In our culture, we have a certain number of scripts for women. One script that you probably know really well is that of “the woman who can't find love and is unhappily unwed.” And I identify with that script in lots of ways... but in other ways, it feels really off.
In retrospect, all the evidence was there and I don't know exactly how I missed it. Interestingly, I can’t say I love being single, but I can say I love not being married.
I really like having my own ritual, my own space, my own time. I like not being part of a state-recognized union. And yet, some part of me had accepted that not being married was a sign that I was broken — either unable to love, or undesirable.
Why was it so hard for me to see my own desire?
I think part of the reason is that there is no clear place for a woman like me in our culture — a woman who loves dating, sex, intimacy, closeness, and babies but also loves not being a wife or a mother.
It reminded me of something I learned about in college — “script theory.” The theory states that "human behavior largely falls into patterns called "scripts" because they function analogously to the way a written script does, by providing a program for action" (per Wikipedia). In our culture, we have a certain number of scripts for women. One script that you probably know really well is that of “the woman who can't find love and is unhappily unwed.” And I identify with that script in lots of ways... but in other ways, it feels really off.
I am someone who is often looking for connection. I love sex. I hate how hard it is to get close to people I’m sleeping with. I love the way it feels when you meet someone and there's a combination of sexual attraction and intellectual chemistry. I love the way that it feels to flirt with a stranger. I love imagining the intensity that romance can offer me. The problem I find with the script is that it doesn't leave much room for autonomy or complexity.

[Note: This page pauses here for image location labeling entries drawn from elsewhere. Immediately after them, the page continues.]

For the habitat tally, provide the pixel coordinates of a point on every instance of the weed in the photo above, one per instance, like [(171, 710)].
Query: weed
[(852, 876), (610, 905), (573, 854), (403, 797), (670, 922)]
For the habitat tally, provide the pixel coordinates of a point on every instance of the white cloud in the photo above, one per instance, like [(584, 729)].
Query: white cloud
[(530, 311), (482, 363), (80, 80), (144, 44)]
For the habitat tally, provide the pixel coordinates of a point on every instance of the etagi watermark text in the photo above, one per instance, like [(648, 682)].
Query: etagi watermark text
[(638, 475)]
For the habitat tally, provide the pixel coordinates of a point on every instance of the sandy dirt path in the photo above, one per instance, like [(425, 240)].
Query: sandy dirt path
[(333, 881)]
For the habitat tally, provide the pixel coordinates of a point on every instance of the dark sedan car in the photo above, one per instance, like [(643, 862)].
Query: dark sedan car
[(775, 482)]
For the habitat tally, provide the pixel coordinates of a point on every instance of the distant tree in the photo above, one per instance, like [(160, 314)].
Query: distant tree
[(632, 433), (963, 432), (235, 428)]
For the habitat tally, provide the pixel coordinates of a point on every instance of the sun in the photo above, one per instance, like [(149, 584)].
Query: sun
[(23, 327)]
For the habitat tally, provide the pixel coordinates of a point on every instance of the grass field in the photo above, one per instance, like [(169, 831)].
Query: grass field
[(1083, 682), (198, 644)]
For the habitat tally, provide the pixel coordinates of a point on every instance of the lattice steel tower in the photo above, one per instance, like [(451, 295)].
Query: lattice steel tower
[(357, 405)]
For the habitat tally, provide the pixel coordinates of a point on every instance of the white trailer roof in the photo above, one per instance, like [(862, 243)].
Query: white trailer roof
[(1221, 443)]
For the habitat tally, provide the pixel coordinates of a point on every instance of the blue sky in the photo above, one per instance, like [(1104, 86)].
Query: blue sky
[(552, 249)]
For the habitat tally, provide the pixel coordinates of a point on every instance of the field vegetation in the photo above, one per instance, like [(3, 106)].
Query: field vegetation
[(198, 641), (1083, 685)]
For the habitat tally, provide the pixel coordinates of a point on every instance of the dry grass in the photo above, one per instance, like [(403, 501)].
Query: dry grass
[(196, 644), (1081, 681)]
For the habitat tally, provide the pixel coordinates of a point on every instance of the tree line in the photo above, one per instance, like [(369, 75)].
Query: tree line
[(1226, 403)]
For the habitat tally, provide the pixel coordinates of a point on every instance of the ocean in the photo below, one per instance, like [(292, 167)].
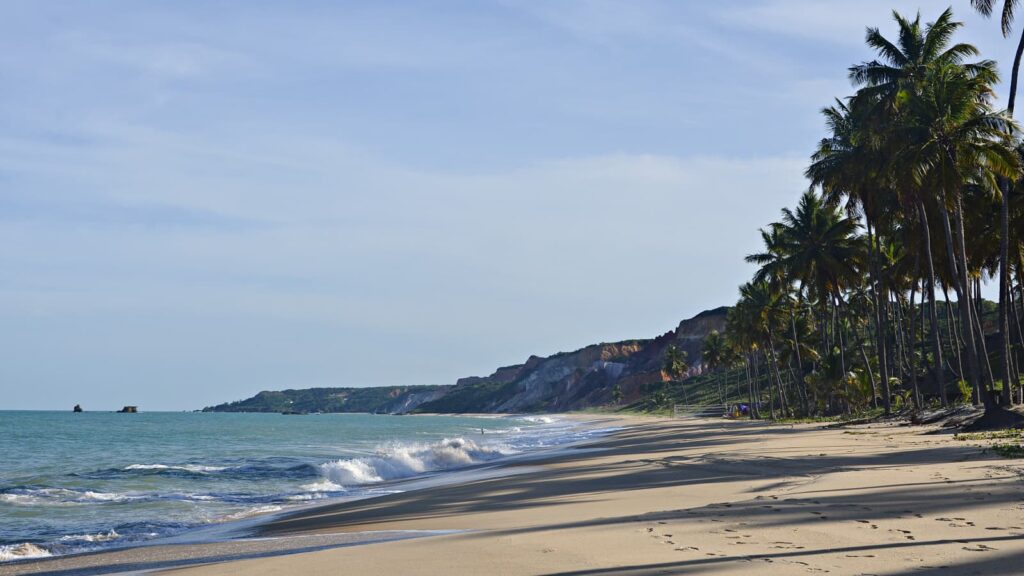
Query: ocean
[(72, 483)]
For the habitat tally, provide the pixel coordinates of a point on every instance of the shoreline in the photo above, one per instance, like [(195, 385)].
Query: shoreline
[(659, 495), (230, 531)]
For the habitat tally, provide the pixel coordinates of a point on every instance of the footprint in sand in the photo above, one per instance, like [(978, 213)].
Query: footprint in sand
[(979, 548)]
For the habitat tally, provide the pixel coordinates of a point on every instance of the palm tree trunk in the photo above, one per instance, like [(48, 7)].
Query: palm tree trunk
[(1005, 296), (951, 332), (957, 269), (983, 346), (802, 385), (911, 332), (968, 307), (750, 387), (880, 318), (933, 316)]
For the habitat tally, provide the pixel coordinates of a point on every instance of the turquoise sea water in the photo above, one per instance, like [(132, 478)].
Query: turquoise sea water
[(79, 482)]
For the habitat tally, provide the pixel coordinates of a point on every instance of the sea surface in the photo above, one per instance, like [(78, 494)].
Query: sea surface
[(72, 483)]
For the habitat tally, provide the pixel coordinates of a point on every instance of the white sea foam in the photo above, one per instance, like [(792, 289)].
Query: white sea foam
[(252, 511), (323, 486), (197, 468), (100, 537), (539, 419), (22, 551), (406, 460)]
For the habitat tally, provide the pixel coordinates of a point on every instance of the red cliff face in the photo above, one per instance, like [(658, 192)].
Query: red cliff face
[(581, 378)]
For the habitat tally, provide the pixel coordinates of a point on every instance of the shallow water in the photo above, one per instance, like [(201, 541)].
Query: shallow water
[(80, 482)]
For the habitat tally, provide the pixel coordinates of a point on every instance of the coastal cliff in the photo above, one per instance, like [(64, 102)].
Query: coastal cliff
[(559, 382)]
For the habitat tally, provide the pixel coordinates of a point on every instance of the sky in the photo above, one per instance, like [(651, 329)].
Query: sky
[(201, 200)]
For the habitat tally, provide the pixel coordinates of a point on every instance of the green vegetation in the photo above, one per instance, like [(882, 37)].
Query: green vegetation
[(843, 317), (995, 435), (1009, 450), (325, 400)]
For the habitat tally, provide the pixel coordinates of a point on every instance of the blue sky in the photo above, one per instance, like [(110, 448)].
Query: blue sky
[(200, 200)]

Our culture is really committed to seeing women who are unmarried as failures. Further, our culture is committed to constructing marriage and parenthood as the only paths to humanity and fulfillment for women. Pretty convenient, I think, since parenthood and marriage are probably the most powerful entities when it comes to bolstering the nation state.
Scripts are convenient because they prescribe desire — no need to think for yourself, here’s a metaphorical production that’s already been written for you. The trouble is that for many of us, what we want the most doesn’t fit on the page.
When you don't have the language to understand your experience, you have no way to articulate a desire, because language is how we understand who we are.
And historically, women have been denied access to the language we need to understand the complexity of our lives and our desires.
The truth is that there is a difference between a person who deeply wants love and a person who wants marriage. They are not one in the same. The desire to help raise someone or be part of taking care of another life is not the same as the desire to be pregnant or to be a mother. It’s the script that tells us that these false equivalencies are obviously true, when they’re actually really not.
Sometimes when your life doesn't fit the script, and you’re scared that you’re a weirdo who can’t do anything right, you start trying to make your story fit into the neat box that feels closest to your own story. You believe what the story says about you and you get caught up in trying to fix something that isn’t broken. But the truth is, you can write your own story, with tons of complexity, that doesn’t fit neatly into any one box.
We can divest and have the confidence to say: “Fuck the script.”